Со мной происходило что-то странное. Я думал о тренере Джерри Тилфорде, о том, какое счастье он должен был испытать во время этого заезда. В тот день я любил его больше, чем родного отца. Занятый мыслями о нем, я почти забыл о лошадях. И все из-за того, что я увидел в его глазах, когда он стоял возле Санстрика на лужке перед началом скачек. Я знал, что Джерри растил и воспитывал Санстрика с того времена, когда тот еще был крошечным жеребенком, что он научил его, как надо бежать, научил быть терпеливым, научил пускаться вовсю в нужный момент и никогда не отставать. Он должен был чувствовать то же, что чувствует мать, когда видит, что ее дитя совершает смелый или прекрасный поступок. Впервые в жизни испытывал я нечто подобное.

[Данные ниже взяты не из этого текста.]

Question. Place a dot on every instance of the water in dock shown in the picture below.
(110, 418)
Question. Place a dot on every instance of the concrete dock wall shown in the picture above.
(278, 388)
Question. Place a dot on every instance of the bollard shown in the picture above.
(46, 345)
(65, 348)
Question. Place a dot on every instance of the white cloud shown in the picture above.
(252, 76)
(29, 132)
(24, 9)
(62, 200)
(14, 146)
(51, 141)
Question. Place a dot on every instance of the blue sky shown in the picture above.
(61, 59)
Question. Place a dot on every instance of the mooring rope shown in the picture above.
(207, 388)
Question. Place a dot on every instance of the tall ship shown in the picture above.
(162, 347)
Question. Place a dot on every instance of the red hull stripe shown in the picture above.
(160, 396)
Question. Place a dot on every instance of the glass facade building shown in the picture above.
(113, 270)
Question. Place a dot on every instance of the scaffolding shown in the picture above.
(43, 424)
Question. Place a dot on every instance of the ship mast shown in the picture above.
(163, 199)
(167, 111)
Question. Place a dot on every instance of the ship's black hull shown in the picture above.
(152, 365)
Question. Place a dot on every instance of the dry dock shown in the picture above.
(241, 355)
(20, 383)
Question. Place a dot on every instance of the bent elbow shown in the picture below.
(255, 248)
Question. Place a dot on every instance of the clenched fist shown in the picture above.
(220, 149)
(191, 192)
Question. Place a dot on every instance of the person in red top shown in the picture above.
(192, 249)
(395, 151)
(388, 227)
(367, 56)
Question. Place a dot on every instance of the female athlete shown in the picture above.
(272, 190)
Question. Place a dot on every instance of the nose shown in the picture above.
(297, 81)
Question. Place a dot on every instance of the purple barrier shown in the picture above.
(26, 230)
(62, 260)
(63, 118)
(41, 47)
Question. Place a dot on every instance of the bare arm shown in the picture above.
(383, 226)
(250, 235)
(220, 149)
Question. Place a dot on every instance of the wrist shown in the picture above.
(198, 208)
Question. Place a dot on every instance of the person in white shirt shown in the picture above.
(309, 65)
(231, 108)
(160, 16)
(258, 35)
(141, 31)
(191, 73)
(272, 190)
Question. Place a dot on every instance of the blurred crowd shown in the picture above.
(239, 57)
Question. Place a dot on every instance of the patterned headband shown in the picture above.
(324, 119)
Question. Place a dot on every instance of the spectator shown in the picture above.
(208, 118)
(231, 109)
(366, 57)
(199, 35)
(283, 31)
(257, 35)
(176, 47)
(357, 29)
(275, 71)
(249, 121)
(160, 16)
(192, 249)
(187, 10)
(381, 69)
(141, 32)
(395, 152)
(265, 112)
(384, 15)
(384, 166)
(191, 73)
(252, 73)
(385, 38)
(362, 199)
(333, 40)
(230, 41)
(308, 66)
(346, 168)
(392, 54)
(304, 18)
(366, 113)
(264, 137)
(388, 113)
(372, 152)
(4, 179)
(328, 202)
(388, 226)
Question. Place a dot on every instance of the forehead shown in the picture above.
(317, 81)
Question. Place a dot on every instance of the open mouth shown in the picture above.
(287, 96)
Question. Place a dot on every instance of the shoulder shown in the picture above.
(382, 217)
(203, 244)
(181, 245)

В тот вечер после скачек я ушел от Тома, Хенли и Генри. Мне хотелось побыть одному, а также хотелось, если удастся, побыть возле Джерри Тилфорда. И вот что случилось.
В Саратоге ипподром расположен почти на краю города. Он весь блестит, точно отполированный, а вокруг него деревья из породы вечнозеленых и трава. Вес сооружения покрашены и выглядят очень нарядно. Миновав ипподром, вы попадете на твердое асфальтовое шоссе для автомобилей, а когда пройдете по нему две-три мили, то заметите дорогу, сворачивающую к небольшому, подозрительного вида фермерскому домику, стоящему посреди двора.
Вечером после скачек я направился по шоссе, ибо видел, как Джерри и с ним еще несколько мужчин поехали этой дорогой в машине. Я особенно не надеялся найти их. Пройдя довольно большое расстояние, я сел у какого-то забора передохнуть и поразмыслить. Да, они поехали именно в этом направлении. Меня тянуло к Джерри. Он был мне дорог. Вскоре я встал и, не знаю почему, направился по боковой дороге, которая, привела меня к подозрительному дому. Я чувствовал себя одиноким, и у меня было сильное желание видеть Джерри, как бывает иногда ночью у малышей, когда они непременно хотят видеть отца. В эту минуту на дороге показалась машина и остановилась у дома. В ней сидели Джерри и отец Генри Райбека, затем Артур Бедфорд из нашего города, Дейв Уильямс и еще двое мужчин, которых я не знал. Они вылезли из машины и вошли в дом, все, за исключением отца Генри Райбека, который резко поспорил с ними и сказал, что не пойдет.
Было около девяти часов, не позже, а они все уже успели напиться. Подозрительного вида дом оказался просто притоном, где было полно скверных женщин. Я пробрался вдоль забора и заглянул в окно.
От того, что я увидел, мне тошно до сих пор. Я не могу ничего понять. Женщины все были некрасивые, грубые, смотреть на них или находиться вблизи было противно. Они были такие неуклюжие, кроме одной высокой, рыжеволосой, которая чем-то напоминала Мидлстрайда, но была лишена его чистоты, и рот у нее был жесткий и неприятный. Мне все было хорошо видно. Я взобрался на деревцо у открытого окна и смотрел. Женщины в открытых платьях сидели на стульях. Мужчины входили, и некоторые из них садились к женщинам на колени. В комнате стоял какой-то мерзкий запах, и разговоры там велись тоже мерзкие; такие разговоры мальчишка может услышать зимой в конюшне, в глухом городишке вроде Бейкерсвила, но никак не в таком месте, где есть женщины. Это было гадко. Негр не пошел бы в такое место.
Я посмотрел на Джерри Тилфорда. Я уже говорил о том, что я чувствовал к этому человеку, так замечательно понявшему переживания Санстрика перед началом заезда, где тот побил мировой рекорд.
В этом доме со скверными женщинами Джерри хвастал так, как Санстрик, я уверен, никогда бы не стал хвастать. Он говорил, что эта лошадь его творение, что это именно он одержал победу на скачках и поставил рекорд. Он лгал и хвастал, как последний дурак. Я никогда не слышал такой глупой болтовни.
А затем, ну, как вы полагаете, что он сделал? Он взглянул на женщину,на ту худую с жестким ртом, немного напоминавшую Мидлстрайда, но лишенную его чистоты, и в глазах его появился тот же блеск, что и тогда днем, когда он смотрел на меня и Санстрика на лужке у ипподрома.